More Subjects
Student
Professor
Class
Day Month Year
Human Kidney Anatomy and Physiology
INTRODUCTION
The H&P-II topic that I selected to embrace thorough discussion is Human Kidney. This paper is concerned with the exploration, elaboration and documentation of kidney histology, its structure, function, complications, associated treatments and side effects. Conclusion section, in the end, will wrap whole text of the article into single paragraph deducing meaningful inferences from the textual activity.
Kidney Anatomy and Physiology
Image 1: Outside view of kidneys
Kidneys are an integral part of Urinary System. They are two in number and are located slightly backside of the abdominal cavity (Seely, 2017). Their average weight is approximately 4-5 ounce but the proportion of blood they receive surpasses other organs i.e., 20% of the blood pumped by the heart. Kidney is the production site of urine which is then poured into associated structures and eventually expelled out of the body (Piolanti et. al., 2015).
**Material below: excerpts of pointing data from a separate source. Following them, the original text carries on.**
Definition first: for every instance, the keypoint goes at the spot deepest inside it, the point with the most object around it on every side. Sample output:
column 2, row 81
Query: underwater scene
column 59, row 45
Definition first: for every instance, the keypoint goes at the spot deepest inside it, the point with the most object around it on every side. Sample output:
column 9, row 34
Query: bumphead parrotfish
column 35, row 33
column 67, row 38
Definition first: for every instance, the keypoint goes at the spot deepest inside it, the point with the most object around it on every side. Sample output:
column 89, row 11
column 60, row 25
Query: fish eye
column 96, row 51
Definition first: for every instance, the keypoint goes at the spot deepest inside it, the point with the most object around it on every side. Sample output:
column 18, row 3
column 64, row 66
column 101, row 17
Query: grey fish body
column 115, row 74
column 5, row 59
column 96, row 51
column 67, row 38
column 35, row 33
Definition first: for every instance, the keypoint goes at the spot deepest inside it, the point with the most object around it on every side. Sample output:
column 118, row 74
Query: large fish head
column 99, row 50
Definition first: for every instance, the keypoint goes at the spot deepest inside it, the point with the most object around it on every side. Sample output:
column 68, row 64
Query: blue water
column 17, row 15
The blood supply in kidney takes place through renal artery which brings oxygenated blood whereas for the removal of processed blood from kidneys back to the circulation is accomplished through renal vein. The inner portion of the kidney is referred to as renal medulla whereas renal cortex makes up the outer region (Seely, 2017). Other portions include pyramids, renal papilla, renal sinus, minor calyx, major calyx and renal column that are labeled below:
Image 2: Structure of kidney with its labeled parts
Nephrons are the basic structural and functional units of kidney (Seely, 2017). Each kidney contains over millions of Nephrons—extending from medulla to cortex.
Image 3: Structure of Nephron and its labeled parts
Nephrons consist of Nephron tubule and glomerulus—a ball shaped capillary cluster exclusively responsible for the absorption of waste substances and water from the blood and prevention of large protein molecules and nutrients (Seely, 2017). On the other hand, Nephron tubule allows the re-absorption of useful substances back to the blood. Other parts of the Nephron are presented and labeled in Image 3.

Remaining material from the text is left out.